Dino's research interests are focused on the characterization of materials for various renewable energy devices. In Karlsruhe and Tokyo, he has used classical impedance techniques for the identification of the fundamental processes, reaction mechanisms and material properties that limit the performance of fuel cells and batteries. In Haifa, he investigated the dynamic relations between light intensity, photocurrent and photovoltage on hematite photoanodes for solar water splitting.

He is interested in developing new methods for a comprehensive characterization of (photo-)electrochemical devices.
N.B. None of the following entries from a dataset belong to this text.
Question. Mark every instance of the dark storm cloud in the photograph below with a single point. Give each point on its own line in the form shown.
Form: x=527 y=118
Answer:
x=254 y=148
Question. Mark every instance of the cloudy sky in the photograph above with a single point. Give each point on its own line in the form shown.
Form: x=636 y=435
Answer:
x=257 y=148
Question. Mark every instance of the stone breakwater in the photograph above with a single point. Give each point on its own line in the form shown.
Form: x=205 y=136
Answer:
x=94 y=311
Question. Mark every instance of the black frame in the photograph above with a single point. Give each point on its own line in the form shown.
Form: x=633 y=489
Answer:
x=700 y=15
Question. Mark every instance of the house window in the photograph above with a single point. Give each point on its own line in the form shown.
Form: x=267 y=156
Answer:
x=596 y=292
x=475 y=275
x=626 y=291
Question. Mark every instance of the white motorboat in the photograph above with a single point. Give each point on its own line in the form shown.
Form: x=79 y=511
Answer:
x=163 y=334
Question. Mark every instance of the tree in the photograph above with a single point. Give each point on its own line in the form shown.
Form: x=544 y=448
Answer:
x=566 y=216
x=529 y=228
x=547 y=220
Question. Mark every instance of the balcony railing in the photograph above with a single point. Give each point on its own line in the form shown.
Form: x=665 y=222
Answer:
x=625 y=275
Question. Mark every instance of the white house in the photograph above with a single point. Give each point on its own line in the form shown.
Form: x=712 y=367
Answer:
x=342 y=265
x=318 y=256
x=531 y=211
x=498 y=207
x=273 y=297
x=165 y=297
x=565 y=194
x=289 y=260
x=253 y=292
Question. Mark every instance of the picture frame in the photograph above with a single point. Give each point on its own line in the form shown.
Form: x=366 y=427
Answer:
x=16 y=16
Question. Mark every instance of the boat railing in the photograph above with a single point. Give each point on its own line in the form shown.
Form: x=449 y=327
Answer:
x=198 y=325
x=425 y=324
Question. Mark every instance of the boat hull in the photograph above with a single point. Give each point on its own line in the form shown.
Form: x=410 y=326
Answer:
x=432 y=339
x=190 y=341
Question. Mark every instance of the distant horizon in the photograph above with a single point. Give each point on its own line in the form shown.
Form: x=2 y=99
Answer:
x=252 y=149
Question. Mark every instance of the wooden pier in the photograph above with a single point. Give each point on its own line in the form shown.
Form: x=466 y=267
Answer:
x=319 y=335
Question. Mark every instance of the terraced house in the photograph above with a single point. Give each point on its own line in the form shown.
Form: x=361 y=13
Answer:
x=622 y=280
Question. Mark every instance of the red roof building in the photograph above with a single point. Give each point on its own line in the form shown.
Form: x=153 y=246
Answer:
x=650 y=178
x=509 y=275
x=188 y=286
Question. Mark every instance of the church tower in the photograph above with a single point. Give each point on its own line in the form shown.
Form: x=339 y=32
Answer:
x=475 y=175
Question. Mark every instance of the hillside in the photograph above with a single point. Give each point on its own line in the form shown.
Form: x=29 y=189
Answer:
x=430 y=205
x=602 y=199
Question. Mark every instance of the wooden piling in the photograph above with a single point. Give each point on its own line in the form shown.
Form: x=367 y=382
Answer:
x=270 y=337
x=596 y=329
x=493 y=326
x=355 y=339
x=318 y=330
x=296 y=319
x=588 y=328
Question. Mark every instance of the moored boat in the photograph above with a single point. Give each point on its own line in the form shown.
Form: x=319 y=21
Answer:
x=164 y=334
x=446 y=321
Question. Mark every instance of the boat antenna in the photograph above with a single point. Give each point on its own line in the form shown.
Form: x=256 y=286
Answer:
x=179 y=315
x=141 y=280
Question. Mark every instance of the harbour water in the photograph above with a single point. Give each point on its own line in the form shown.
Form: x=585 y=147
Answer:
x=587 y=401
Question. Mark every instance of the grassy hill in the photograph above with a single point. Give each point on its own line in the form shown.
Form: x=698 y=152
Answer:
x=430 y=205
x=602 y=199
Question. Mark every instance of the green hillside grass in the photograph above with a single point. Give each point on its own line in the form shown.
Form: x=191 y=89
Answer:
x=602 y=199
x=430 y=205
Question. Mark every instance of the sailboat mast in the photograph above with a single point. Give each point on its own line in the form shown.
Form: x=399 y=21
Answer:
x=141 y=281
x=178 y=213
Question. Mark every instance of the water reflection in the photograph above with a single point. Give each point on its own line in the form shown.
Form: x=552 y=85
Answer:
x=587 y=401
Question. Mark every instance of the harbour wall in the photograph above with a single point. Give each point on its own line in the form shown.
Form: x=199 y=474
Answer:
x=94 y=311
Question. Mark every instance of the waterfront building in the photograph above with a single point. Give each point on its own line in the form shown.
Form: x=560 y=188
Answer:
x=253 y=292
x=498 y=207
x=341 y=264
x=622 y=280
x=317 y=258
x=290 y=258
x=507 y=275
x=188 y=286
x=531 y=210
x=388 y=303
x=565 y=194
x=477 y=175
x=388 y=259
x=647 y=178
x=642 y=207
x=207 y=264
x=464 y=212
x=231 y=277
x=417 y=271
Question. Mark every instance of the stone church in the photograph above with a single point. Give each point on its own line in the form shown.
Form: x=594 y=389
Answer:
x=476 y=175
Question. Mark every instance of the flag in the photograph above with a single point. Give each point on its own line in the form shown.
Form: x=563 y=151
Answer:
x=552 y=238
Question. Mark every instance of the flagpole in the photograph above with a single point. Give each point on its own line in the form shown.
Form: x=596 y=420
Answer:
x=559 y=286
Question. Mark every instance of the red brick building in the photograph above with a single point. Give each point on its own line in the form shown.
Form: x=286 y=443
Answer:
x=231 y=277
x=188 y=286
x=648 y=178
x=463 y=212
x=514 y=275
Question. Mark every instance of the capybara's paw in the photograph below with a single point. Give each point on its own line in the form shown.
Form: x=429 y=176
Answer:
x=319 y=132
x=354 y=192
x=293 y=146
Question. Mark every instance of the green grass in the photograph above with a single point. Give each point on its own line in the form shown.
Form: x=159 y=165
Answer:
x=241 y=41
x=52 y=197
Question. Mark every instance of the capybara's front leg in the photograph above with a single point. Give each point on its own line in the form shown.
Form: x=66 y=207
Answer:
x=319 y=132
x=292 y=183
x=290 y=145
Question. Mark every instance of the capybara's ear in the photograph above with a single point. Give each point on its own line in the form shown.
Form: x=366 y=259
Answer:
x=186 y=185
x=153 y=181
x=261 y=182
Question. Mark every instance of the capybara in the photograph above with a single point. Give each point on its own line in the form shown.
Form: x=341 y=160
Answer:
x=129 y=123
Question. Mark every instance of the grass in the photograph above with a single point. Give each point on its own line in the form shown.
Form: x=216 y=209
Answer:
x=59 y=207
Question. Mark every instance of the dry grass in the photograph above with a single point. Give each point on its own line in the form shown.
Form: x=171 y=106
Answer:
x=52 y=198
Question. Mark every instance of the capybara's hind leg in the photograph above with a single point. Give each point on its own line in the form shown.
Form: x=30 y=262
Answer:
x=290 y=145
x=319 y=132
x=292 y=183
In addition, he is eager to test and apply innovative photoelectrochemical measurement techniques on non-photoactive materials since absorption and reflectivity characteristics can provide further information about material properties. That is of great interest for functional materials for fuel cell electrodes for example. With the optical techniques, he tries to further analyze the surface exchange kinetics by in operando experiments. In combination with advanced analysis tools such as the distribution of relaxation times (DRT), his research aims towards a comprehensive and empirical identification of dominant processes for the operation of these devices. Such impedance analysis comes without the need for predefined models and is applicable to characterize complex (photo-)electrochemical systems.

During his exchange stay at MIT, he also seeks to find new challenges by applying his techniques to various other materials and devices, such as light emitting diodes (LED) or solar cells.